- Major Hamza Al-Mustapha condemned calls for a military takeover in Nigeria, advocating for military professionalism and subordination to democracy instead
- He criticized the current presidential system as foreign to Nigeria’s culture, urging for a domestic democracy that suits the nation’s needs
Major Hamza Al-Mustapha (rtd) has condemned the recent calls for a military takeover in Nigeria, which have emerged amidst the #EndBadGovernance protests.
In recent days, some protesters have demanded a coup, even waving Russian flags and calling for foreign intervention. The military high command has labelled such actions treasonous and pledged to take action against those involved. Law enforcement agencies, including a combined team of Police and Department of State Services (DSS) operatives, have raided various locations and made several arrests.
Speaking to journalists in Abuja on Wednesday, Al-Mustapha, the Chief Security Officer to the late Head of State General Sani Abacha, stated, “I am, by definition today, a politician. I am looking at this country today from a democratic sense. We have invested in it, and we are investing in it. Our research is all towards the investment of democratic excellence in Nigeria.
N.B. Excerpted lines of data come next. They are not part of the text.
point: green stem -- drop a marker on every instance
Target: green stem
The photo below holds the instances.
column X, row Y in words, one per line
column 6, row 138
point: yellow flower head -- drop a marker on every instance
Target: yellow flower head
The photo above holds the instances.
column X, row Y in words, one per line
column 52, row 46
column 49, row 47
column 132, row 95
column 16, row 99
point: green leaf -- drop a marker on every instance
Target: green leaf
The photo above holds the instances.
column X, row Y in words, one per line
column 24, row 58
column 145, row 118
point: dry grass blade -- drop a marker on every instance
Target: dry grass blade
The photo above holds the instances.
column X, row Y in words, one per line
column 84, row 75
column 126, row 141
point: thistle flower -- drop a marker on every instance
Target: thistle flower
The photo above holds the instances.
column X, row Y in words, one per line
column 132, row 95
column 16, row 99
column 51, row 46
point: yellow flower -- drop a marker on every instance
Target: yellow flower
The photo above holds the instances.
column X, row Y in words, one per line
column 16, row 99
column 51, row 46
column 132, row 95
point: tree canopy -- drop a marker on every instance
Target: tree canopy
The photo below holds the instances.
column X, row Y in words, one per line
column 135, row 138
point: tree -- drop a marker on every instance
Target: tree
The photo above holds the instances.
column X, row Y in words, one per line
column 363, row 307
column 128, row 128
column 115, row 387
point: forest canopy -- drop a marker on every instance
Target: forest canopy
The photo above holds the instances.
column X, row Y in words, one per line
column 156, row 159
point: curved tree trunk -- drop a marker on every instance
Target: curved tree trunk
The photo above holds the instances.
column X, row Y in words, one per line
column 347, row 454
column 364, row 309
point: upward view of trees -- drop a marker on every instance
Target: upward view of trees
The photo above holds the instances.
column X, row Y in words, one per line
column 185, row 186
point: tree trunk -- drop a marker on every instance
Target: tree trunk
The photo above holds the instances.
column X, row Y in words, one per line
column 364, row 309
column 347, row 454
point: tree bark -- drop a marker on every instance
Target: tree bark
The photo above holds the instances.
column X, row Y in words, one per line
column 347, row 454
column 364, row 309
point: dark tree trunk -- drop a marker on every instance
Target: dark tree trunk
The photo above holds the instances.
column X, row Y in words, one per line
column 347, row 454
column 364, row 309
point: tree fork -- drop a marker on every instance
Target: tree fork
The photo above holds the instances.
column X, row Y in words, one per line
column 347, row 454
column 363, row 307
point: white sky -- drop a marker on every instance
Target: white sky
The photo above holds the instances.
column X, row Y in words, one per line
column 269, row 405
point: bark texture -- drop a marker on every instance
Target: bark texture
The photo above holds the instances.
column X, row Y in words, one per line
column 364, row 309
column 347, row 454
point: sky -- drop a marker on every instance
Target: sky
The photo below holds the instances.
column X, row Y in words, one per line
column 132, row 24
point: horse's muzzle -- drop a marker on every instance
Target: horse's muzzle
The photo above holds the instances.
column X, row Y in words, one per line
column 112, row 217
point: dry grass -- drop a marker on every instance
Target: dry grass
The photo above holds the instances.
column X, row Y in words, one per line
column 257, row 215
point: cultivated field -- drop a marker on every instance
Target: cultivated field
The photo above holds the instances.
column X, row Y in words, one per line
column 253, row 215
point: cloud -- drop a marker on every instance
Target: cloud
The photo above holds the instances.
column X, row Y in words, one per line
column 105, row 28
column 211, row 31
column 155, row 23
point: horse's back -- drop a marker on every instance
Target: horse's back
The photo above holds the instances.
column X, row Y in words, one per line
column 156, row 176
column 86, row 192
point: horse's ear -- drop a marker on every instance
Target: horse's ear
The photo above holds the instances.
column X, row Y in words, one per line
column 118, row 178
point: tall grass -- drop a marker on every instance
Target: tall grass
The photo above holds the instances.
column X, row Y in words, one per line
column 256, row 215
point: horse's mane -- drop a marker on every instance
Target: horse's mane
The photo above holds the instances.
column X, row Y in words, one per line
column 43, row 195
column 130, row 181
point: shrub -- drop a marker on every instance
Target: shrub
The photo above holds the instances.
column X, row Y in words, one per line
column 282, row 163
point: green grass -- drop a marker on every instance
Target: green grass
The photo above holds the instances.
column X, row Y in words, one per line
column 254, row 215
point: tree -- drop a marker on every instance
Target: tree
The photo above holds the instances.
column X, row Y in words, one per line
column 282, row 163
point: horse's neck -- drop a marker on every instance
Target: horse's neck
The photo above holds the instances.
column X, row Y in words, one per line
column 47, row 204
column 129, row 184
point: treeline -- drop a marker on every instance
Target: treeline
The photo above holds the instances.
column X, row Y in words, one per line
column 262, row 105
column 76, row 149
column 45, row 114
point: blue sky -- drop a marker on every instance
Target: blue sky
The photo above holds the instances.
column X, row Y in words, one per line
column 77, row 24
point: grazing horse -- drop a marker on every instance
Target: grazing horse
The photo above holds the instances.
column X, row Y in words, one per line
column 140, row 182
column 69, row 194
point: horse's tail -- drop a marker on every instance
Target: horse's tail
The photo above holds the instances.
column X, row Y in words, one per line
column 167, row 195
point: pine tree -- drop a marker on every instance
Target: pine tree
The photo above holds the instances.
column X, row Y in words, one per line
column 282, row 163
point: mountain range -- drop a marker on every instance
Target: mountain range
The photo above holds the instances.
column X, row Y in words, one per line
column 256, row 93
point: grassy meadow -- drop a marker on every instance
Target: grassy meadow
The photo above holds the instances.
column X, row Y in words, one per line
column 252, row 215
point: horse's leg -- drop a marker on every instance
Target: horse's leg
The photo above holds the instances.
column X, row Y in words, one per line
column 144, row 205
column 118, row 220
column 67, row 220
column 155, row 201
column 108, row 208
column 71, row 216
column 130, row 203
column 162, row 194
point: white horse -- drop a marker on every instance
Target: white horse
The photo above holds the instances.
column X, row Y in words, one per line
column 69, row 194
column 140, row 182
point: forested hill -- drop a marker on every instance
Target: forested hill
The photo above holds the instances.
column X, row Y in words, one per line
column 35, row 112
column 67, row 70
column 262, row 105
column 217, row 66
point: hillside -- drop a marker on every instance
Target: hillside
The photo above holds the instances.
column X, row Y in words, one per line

“Military subordination to democracy is a clear direction as the world is today. But when you have democracy, the type that we are operating—a presidential system—in a debate, in our past presentation, I said I am against the presidential system in Nigeria. The examples I gave are that two close countries, the closest to us, the United Kingdom and the United States, operate a parliamentary system and the other a presidential system. Both systems are tied to their historical backgrounds and the conveniences of their people. Nigeria has copied both. We adopted the parliamentary system and then changed it to the presidential system. Both are foreign to our culture, our history, our background, and our understanding as a people. How can you bring the same system and adopt it as yours? It would not work; it would be repulsive.
“Some politicians came to me and said, ‘You need not say that in the open; allow us to continue to operate the way we are,’ but I cannot be part of cheating. What did I say? I said the United States is a country where immigrants who became citizens have laws protecting them, and the question I asked was, in Nigeria, who is an immigrant and who is an indigene? How can you have more laws and a governance system that protects immigrants? Who is an immigrant in Nigeria? We are all citizens. So, we need to chart our course; we have to have a domestic type of democracy that will suit us and suit our future. That is what I am calling for, but the issue of military, no.
“My advice to them is that they should advocate for military professionalism. They should invest in and put all their energies into military subordination to democracy.”